Normally, when it rains, the number of cycle commuters dries up. Many cyclists are fair weather two-wheelers; but on Friday, they had no choice. It was ride or walk. As I was stopped at a red light, the bloke next to me quipped, "The RTBU has done more for getting people to walk to work that a decade's worth of government advertising campaigns". I thought about that on the rest of my ride. Perhaps the best way to get people to walk or cycle to work is actually to get rid of public transport.

I followed this cyclist for a while, mainly because I don't hoon around in the wet. I've skidded and fallen over too many times to want to go down again on wet bitumen. The upshot of following someone without a rear mudguard is that when I got to work, I found that my chest was covered in about 1,000 dots of oil and grease that had been flicked up from their tyre. Nothing like a bit of rain to lift all the oil out of the road surface.

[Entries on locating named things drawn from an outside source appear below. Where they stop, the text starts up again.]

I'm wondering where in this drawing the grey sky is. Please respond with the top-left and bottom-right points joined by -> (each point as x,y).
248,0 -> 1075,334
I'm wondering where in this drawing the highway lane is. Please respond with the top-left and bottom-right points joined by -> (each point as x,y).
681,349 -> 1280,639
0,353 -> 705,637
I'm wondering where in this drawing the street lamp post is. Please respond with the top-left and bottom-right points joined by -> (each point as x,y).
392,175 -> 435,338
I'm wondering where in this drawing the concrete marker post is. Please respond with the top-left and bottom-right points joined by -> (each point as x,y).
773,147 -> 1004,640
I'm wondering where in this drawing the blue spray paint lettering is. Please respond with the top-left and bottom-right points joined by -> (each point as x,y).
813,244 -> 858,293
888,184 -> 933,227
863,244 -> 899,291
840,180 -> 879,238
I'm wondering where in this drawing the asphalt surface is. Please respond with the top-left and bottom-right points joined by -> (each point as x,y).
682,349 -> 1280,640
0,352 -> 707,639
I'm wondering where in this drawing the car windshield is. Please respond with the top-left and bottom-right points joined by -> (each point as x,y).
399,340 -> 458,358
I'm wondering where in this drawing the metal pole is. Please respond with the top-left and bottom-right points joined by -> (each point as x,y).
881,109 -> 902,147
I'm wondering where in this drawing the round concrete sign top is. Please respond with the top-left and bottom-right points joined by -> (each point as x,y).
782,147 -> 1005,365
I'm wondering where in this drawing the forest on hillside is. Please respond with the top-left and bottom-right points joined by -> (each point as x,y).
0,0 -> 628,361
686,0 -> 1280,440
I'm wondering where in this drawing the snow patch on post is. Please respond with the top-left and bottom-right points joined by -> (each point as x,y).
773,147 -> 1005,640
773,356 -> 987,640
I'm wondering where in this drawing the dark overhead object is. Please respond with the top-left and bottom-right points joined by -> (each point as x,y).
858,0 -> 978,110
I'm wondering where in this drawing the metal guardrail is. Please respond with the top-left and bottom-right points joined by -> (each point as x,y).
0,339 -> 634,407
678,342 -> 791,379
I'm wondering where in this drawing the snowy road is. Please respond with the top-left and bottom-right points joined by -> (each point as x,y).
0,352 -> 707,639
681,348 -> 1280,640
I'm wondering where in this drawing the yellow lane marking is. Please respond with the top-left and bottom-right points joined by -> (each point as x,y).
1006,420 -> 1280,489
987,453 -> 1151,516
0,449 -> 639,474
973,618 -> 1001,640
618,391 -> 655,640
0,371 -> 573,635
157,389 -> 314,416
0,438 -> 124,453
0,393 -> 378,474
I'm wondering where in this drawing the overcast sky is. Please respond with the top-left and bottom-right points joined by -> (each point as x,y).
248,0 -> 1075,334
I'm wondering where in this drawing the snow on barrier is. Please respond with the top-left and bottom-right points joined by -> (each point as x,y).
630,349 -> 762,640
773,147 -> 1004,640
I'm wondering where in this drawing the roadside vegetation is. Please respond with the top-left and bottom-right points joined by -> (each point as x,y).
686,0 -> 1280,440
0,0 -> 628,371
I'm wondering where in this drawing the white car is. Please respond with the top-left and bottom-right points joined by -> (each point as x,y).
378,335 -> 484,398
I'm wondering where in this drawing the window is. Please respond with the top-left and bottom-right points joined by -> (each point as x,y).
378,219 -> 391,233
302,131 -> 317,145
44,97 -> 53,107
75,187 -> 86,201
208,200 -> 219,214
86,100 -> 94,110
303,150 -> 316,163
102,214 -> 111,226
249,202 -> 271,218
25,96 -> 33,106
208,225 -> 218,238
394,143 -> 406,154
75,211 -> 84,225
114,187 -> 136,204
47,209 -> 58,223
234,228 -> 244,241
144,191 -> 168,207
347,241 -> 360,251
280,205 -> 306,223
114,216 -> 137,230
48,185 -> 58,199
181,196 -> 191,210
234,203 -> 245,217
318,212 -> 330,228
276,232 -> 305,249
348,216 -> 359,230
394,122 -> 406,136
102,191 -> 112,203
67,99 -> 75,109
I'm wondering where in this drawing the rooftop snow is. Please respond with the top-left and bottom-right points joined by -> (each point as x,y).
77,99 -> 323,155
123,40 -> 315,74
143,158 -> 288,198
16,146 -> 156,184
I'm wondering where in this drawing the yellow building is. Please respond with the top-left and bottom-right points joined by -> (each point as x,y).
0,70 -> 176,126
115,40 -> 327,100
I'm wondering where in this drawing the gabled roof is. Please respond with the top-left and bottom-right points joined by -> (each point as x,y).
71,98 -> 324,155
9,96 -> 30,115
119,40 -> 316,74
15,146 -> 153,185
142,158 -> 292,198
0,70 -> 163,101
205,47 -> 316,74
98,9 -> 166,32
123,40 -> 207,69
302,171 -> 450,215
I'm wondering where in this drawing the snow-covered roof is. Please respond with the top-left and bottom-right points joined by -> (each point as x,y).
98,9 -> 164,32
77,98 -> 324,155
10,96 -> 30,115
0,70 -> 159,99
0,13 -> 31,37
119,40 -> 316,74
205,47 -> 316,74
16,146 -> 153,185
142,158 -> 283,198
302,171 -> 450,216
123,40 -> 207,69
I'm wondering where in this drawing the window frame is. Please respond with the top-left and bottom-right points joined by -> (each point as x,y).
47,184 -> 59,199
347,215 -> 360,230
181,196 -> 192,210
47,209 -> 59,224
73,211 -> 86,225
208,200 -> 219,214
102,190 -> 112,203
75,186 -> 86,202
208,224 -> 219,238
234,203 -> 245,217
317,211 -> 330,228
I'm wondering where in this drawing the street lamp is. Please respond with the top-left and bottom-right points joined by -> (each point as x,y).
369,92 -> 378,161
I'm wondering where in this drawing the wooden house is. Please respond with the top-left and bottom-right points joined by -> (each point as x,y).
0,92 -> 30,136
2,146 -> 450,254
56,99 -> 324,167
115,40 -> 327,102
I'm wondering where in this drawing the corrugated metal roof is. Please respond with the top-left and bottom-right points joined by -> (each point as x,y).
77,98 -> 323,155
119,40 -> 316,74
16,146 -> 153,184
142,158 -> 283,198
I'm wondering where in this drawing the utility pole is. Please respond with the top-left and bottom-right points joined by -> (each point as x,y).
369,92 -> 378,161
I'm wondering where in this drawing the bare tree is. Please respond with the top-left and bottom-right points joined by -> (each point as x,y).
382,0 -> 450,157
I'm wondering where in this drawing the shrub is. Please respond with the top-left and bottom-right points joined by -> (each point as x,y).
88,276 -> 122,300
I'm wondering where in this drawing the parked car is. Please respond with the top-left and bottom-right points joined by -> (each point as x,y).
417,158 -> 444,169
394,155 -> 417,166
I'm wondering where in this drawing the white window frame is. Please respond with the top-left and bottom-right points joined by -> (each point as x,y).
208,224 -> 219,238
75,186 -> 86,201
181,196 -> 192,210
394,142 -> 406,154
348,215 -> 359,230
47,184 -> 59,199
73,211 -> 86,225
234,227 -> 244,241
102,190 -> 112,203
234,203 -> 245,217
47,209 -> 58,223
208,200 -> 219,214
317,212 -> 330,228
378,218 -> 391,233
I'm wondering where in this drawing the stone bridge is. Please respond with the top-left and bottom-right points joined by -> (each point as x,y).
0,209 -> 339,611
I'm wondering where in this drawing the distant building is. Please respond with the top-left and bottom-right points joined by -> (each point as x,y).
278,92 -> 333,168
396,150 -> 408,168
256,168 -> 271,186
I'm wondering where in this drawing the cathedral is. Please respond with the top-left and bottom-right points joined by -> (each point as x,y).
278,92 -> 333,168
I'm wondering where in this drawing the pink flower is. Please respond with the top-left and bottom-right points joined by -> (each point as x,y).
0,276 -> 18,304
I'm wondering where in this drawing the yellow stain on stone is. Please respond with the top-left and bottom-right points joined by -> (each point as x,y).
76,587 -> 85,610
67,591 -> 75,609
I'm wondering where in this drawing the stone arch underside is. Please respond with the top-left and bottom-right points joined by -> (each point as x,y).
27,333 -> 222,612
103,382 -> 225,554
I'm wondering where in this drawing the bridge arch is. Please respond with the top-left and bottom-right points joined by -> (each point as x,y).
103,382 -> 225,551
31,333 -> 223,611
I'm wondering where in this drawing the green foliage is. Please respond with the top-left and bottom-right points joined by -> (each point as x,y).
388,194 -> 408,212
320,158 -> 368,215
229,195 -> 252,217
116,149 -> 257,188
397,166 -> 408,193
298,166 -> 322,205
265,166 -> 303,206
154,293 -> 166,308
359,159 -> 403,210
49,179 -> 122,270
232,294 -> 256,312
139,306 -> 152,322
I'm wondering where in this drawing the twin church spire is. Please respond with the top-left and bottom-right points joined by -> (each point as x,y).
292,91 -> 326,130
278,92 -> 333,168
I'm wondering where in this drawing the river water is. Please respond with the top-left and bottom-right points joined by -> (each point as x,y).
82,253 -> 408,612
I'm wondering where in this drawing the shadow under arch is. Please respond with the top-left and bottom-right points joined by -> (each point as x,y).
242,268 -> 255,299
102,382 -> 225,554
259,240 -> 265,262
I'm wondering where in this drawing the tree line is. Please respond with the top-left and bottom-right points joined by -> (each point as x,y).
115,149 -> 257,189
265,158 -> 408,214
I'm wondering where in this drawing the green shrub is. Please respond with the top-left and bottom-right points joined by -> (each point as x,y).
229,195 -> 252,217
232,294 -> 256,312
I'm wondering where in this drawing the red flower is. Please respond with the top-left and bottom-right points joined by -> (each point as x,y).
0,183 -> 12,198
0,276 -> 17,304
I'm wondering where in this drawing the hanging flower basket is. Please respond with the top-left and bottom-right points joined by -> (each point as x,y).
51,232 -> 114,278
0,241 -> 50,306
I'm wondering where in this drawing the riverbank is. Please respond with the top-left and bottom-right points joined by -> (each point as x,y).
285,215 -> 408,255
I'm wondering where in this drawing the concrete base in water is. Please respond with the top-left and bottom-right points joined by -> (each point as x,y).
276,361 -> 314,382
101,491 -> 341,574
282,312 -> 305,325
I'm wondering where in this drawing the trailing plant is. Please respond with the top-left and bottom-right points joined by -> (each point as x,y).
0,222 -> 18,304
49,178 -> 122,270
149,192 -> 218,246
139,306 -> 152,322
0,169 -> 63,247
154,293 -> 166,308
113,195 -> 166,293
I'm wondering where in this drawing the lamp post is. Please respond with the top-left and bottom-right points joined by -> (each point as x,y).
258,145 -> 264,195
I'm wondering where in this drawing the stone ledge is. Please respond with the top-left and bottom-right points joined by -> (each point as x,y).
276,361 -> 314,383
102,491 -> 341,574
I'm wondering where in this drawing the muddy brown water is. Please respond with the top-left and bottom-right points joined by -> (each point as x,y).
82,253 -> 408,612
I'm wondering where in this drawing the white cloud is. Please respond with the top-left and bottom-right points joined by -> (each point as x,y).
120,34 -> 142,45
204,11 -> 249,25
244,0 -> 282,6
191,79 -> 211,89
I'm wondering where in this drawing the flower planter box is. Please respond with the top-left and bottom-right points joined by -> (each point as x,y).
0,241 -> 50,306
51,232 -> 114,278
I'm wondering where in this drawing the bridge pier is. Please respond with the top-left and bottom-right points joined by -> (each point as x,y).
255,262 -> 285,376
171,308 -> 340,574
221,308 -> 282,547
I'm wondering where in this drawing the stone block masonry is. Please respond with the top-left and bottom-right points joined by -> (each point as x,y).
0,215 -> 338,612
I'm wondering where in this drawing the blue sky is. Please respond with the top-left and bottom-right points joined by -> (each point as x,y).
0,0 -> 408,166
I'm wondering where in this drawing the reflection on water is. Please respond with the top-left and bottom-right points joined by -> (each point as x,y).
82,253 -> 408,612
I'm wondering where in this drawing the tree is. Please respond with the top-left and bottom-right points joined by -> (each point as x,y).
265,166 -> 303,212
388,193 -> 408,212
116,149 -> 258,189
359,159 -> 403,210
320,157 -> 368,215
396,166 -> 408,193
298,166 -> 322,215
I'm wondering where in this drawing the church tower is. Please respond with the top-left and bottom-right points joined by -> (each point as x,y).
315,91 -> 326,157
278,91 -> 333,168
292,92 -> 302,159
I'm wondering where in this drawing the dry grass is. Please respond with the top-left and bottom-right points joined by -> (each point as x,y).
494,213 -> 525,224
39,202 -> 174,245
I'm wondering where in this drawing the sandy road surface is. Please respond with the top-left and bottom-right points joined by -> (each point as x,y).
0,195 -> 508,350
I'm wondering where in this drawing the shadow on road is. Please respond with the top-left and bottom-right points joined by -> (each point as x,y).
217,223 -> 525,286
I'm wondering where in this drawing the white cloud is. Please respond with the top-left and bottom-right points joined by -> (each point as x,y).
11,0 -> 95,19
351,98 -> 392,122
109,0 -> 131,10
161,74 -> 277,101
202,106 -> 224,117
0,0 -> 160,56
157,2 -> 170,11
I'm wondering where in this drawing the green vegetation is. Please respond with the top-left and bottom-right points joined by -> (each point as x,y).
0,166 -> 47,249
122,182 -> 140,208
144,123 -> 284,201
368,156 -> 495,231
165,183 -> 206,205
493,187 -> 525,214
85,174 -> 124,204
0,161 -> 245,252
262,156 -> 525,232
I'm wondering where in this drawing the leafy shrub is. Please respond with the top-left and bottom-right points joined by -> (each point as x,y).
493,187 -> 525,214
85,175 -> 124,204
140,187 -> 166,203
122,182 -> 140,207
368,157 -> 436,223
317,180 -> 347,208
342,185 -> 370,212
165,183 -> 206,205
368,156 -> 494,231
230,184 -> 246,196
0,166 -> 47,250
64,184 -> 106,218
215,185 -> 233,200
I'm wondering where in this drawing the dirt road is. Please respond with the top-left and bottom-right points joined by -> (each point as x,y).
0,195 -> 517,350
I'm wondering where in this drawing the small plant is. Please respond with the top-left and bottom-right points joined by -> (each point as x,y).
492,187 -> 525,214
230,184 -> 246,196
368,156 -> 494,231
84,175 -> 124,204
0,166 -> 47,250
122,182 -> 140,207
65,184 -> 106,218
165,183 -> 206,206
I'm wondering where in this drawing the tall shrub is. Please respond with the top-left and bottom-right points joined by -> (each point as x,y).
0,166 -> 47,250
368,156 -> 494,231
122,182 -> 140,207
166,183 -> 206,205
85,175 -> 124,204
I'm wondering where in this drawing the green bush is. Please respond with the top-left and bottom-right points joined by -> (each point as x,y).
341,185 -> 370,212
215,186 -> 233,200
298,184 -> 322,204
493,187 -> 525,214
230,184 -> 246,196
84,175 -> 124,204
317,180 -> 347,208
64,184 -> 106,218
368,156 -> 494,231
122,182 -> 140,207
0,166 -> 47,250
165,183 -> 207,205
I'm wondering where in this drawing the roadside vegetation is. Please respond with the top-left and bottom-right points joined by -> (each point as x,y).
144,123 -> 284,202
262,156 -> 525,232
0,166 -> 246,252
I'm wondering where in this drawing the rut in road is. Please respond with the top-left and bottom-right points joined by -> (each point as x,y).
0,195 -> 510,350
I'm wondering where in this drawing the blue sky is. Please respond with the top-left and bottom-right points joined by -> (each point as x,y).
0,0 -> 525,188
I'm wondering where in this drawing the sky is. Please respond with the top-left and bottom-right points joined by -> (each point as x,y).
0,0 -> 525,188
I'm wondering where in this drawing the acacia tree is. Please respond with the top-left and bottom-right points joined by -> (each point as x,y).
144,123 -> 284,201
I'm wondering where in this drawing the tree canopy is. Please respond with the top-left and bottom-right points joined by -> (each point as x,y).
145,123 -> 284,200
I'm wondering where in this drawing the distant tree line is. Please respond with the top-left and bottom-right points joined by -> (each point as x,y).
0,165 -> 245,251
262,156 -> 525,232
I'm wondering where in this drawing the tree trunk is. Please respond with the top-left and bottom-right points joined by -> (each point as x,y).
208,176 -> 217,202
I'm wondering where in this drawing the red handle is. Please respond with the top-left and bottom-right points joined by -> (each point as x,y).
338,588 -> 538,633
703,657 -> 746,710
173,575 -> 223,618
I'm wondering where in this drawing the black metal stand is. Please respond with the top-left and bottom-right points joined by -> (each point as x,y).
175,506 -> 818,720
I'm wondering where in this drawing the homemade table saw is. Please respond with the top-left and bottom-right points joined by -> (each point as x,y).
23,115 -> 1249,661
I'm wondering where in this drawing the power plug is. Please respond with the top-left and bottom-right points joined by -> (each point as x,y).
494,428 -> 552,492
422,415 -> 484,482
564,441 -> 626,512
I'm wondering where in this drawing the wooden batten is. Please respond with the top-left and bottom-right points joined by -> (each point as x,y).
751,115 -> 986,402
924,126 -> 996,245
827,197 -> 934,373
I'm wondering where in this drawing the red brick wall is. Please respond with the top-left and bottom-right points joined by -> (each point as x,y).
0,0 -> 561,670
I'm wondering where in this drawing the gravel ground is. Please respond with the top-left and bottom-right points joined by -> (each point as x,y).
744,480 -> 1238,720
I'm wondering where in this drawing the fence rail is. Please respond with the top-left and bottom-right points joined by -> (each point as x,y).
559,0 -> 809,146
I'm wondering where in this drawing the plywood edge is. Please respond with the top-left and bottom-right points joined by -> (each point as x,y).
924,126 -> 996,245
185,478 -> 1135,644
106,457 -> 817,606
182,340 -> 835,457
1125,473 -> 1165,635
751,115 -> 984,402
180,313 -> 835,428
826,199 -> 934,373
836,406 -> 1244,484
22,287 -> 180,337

Many of us had to play "duck under the umbrella" as we crossed this bridge. Some people have no idea.


Quite a few cyclists looked like this was the first time they had ever ridden into town - or in the wet.


Like I said, there were a lot of bikes around for a wet day.


On days like this, I always wrap my work clothes in a plastic shopping bag before putting them into my (supposedly) waterproof pannier. Another useful use for those supposedly despised enviro-killing bags.